Pearson's Chi-squared test
data: table(survey1$sex, survey1$color.new2)
X-squared = 5, df = 3, p-value = 0.2
29.7 Accuracy of Death Certificates (A 6x3 Table)
The table below compiles data from six studies designed to investigate the accuracy of death certificates. 5373 autopsies were compared to the causes of death listed on the certificates. Of those, 3726 were confirmed to be accurate, 783 either lacked information or contained inaccuracies but did not require recoding of the underlying cause of death, and 864 were incorrect and required recoding.
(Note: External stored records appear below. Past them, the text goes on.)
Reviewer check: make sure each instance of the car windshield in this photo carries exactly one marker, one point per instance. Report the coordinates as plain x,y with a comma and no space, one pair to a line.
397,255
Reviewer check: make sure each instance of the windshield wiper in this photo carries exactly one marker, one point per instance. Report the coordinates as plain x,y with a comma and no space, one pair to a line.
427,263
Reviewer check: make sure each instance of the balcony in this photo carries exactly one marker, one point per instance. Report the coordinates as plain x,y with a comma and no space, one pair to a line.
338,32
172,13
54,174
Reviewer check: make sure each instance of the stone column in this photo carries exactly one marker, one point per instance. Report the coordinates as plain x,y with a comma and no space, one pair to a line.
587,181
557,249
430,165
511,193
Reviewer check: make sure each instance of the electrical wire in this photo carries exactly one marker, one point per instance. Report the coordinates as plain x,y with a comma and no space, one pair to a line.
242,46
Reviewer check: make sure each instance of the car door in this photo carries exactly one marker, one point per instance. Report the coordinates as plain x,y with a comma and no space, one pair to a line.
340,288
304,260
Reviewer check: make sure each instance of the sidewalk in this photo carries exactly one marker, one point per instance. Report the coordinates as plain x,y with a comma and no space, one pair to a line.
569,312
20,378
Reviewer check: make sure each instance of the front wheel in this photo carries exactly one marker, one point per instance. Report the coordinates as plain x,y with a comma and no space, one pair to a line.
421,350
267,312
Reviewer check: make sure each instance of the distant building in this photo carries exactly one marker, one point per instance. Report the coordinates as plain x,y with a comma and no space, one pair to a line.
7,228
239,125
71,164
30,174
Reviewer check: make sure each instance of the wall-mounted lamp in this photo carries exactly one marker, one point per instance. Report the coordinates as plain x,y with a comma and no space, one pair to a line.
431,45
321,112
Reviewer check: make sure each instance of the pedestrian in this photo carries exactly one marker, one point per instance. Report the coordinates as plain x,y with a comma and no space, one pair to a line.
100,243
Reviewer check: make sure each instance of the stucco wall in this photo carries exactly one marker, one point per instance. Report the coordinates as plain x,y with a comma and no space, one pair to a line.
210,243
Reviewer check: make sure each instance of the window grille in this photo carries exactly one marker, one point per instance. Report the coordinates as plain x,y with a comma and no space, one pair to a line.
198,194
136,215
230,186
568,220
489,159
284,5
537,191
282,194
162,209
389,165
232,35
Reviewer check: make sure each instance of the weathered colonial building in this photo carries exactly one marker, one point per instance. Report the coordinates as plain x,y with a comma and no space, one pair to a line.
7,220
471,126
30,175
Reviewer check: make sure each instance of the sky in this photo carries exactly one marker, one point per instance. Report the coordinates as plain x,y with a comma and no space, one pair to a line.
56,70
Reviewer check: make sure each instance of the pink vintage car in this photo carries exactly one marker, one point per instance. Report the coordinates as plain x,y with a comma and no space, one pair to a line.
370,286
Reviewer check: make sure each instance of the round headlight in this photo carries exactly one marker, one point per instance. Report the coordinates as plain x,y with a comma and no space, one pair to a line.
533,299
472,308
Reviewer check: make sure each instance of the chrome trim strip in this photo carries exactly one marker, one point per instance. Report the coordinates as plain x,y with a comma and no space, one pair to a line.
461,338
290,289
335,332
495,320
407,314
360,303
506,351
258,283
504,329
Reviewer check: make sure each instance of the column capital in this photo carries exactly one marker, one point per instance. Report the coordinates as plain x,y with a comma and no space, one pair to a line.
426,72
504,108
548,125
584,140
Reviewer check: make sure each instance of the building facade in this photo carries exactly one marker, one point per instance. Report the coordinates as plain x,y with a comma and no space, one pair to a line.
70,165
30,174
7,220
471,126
Do the results across studies appear consistent?
Date of Study | [Confirmed] Accurate | [Inaccurate] No Change | [Incorrect] Recoding | Total |
---|---|---|---|---|
1955-1965 | 2040 | 367 | 327 | 2734 |
1970 | 149 | 60 | 48 | 257 |
1970-1971 | 288 | 25 | 70 | 383 |
1975-1977 | 703 | 197 | 252 | 1152 |
1977-1978 | 425 | 62 | 88 | 575 |
1980 | 121 | 72 | 79 | 272 |
Total | 3726 | 783 | 864 | 5373 |
29.8 The Pearson Chi-Square Test of Independence
We can assess the homogeneity of the confirmation results (columns) we observe in the table using a Pearson chi-squared test of independence.
- The null hypothesis is that the rows and columns are independent.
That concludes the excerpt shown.